Figure 4. Schematic for DC input systems
Figure 4. Schematic for DC input systems

The power module datasheet and application notes will specify the values of the components required, though it is up to the design engineer to implement them, following good design practices for any creepage and clearance requirements, and minimising parasitic inductance for EMC compliance.

As shown in Figure 4, FS1 provides protection against an input short-circuit failure, and D1 provides reverse polarity protection. L1, C1 and C2 form a pi filter to mitigate differential noise created by rapid changes in current in the power switching stage, and L2, C4 and C5 form a common mode filter to mitigate noise created by the rapid changes in voltage in the power stage. C3 presents a low impedance source for the power converter switching current demand, and TVS1 is a bi-directional transient surge suppressor to protect against spikes and surges. C6 and C7 reduce output common mode noise, and an additional differential filter may be added at the output for applications that require very low noise.

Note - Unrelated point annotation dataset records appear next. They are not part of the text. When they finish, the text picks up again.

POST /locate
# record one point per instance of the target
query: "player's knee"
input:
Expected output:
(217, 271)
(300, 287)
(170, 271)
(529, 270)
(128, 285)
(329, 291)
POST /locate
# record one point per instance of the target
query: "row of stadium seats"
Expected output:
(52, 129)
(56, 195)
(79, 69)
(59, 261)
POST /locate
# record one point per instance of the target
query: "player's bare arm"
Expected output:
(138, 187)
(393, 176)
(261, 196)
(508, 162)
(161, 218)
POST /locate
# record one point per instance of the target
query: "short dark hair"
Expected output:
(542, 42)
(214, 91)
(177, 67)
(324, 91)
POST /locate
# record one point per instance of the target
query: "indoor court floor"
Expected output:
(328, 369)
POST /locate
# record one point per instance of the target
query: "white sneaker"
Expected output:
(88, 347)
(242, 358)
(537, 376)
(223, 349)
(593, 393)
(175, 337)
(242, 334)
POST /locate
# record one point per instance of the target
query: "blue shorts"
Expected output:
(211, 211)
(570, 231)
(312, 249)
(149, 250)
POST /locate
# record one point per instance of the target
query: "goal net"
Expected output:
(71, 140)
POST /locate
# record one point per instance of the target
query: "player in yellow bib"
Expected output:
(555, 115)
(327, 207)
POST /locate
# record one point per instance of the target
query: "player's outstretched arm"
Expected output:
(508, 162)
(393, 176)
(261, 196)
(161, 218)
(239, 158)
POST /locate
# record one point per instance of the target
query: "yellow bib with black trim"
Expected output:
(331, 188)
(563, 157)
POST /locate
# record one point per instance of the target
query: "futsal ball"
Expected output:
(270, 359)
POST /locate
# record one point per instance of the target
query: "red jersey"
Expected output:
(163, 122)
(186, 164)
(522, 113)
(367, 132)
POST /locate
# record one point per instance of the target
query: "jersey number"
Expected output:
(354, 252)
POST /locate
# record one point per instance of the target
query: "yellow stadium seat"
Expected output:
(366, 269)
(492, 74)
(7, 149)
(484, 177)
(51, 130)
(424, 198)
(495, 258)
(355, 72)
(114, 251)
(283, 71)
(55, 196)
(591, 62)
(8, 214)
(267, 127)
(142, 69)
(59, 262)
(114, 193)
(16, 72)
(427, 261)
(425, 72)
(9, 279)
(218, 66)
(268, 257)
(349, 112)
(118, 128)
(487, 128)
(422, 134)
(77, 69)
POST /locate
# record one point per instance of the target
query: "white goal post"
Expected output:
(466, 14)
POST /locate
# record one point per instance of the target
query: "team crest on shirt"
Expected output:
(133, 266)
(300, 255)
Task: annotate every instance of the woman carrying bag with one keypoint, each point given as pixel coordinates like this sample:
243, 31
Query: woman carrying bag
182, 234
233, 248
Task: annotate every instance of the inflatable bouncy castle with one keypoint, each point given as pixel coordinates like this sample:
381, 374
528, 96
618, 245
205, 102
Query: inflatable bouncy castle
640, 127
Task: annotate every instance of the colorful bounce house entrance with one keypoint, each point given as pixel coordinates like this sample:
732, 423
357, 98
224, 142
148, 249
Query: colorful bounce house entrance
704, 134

In general, the decoupling capacitors (C4, C5, C6 and C7) should be as close as possible to the pins and chassis connection to the baseplate to keep the loop as short as possible. The input electrolytic capacitor (C3) and transient voltage suppressor (TVS1) should be physically close to the input pins of the module, with the loop as small as possible, and tracks beneath the power module should be avoided.

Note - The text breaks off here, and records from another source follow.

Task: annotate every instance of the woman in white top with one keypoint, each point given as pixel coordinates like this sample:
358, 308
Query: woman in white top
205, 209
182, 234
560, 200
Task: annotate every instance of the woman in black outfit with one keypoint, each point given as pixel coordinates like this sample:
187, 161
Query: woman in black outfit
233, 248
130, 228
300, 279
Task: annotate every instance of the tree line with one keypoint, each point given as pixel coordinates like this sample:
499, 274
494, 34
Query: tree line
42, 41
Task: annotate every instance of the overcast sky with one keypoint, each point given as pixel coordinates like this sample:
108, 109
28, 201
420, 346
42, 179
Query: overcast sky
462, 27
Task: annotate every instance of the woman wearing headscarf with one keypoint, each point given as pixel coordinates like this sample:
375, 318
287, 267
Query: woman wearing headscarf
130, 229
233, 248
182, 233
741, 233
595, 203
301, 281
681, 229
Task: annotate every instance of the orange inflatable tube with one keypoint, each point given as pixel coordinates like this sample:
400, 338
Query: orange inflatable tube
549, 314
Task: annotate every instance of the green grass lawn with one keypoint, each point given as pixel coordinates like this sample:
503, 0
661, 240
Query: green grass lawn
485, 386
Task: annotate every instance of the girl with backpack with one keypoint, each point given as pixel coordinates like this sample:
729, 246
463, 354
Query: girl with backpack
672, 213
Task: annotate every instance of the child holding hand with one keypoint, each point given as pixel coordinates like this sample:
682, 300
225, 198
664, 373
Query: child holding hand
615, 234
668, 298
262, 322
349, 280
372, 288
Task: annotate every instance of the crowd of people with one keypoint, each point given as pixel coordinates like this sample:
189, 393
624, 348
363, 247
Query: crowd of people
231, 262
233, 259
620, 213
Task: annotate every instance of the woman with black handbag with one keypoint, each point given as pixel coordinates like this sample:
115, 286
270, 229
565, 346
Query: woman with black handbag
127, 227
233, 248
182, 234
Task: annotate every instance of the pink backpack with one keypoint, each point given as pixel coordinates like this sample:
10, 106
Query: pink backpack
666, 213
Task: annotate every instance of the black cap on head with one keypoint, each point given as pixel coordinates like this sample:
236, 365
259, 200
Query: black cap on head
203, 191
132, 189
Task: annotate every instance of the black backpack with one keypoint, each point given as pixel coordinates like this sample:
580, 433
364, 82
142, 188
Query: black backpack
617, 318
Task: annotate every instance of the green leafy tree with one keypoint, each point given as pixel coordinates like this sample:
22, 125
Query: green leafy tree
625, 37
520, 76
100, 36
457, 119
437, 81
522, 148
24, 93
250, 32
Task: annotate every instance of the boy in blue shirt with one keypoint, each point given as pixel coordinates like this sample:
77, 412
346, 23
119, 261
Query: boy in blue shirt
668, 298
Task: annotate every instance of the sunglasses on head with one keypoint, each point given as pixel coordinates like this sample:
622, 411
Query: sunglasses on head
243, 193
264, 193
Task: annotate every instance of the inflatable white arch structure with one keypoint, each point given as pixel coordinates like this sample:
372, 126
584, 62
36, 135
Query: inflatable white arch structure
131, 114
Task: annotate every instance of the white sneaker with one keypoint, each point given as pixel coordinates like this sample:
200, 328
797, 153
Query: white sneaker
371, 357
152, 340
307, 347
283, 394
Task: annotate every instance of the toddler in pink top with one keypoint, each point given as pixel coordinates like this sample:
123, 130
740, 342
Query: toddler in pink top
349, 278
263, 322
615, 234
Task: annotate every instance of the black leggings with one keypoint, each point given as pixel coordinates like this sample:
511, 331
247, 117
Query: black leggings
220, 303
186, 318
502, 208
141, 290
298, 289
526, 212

Figure 5. Schematic for DC input defence application
Figure 5. Schematic for DC input defence application

There are a limited number of application-specific filter modules available for the abnormal surges found in DC input transportation and defence applications. These generally also require a few additional components for full compliance.

In the example shown in Figure 5, the DSF filter module contains all the necessary active surge protection circuits to comply with the requirements of a 28 V nominal military vehicle supply and the filter inductors. C1 completes the differential filter stage, and C3 and C4 the common mode filter stage. C2 provides a low impedance source for the MTC series DC/DC converter.

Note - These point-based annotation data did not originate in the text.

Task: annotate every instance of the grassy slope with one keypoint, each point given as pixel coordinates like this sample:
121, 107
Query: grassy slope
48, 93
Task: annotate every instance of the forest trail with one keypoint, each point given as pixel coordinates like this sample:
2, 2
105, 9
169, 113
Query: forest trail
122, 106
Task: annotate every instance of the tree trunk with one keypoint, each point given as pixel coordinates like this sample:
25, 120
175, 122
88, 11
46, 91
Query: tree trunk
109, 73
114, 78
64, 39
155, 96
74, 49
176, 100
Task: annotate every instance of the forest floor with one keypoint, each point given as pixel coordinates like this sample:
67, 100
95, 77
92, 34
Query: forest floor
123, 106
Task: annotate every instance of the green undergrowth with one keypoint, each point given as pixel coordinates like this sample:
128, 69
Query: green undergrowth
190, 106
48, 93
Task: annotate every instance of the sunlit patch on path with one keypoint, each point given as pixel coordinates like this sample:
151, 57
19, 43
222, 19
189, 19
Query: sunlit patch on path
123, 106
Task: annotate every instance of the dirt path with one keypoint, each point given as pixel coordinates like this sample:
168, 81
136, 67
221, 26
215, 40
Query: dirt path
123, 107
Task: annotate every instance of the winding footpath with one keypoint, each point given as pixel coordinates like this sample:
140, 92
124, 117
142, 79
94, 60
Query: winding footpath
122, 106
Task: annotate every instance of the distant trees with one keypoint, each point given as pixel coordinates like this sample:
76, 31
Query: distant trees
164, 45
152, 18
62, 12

When using a PFC module solution for an AC input power system, similar EMC components are required, and a high-voltage (450 VDC) electrolytic bulk capacitor (C6) is also required, as shown in Figure 6. The value of the bulk capacitor is determined by the system hold-up or ride-through requirements.

Figure 6. Schematic for AC input systems
Figure 6. Schematic for AC input systems

Some AC input solutions combine the PFC and DC/DC sections into one brick, with connections made available for the bulk capacitor. There are additional requirements for AC input systems regarding creepage and clearance distances between line and neutral, and between line and neutral and earth, which must be adhered to during the power system implementation. These creepage and clearance distances are outlined in the relevant safety standard for the end application.

The additional components outlined above also need careful selection and thermal management to stay within the thermal safety limits for inductors and filter capacitors, and to ensure that the electrolytic capacitors employed have the desired service life over the mission profile of the end equipment.  It is possible to conduct heat away from the inductors to the equipment cold wall using suitable insulting thermal pads, and other components are often mounted on the reverse side of the PCB (printed circuit board) and kept away from any higher-temperature parts.

The best manufacturers of these high-density baseplate-cooled brick converters have application information and EMC data to support design-in. There are also experienced applications engineers on hand to support the user during the design and compliance testing phases, and offer pre-compliance testing against common industrial, communications, transportation and defence EMC standards.

The manufacturer will also have used the modules in a myriad of application-specific custom designs, and gained invaluable experience in their application and compliance with safety and EMC standards. Using the module manufacturer to design and produce a bespoke brick-based power system remains a popular choice, negating the need for the additional design and testing resources in-house, and allowing the OEM to focus on the core system design.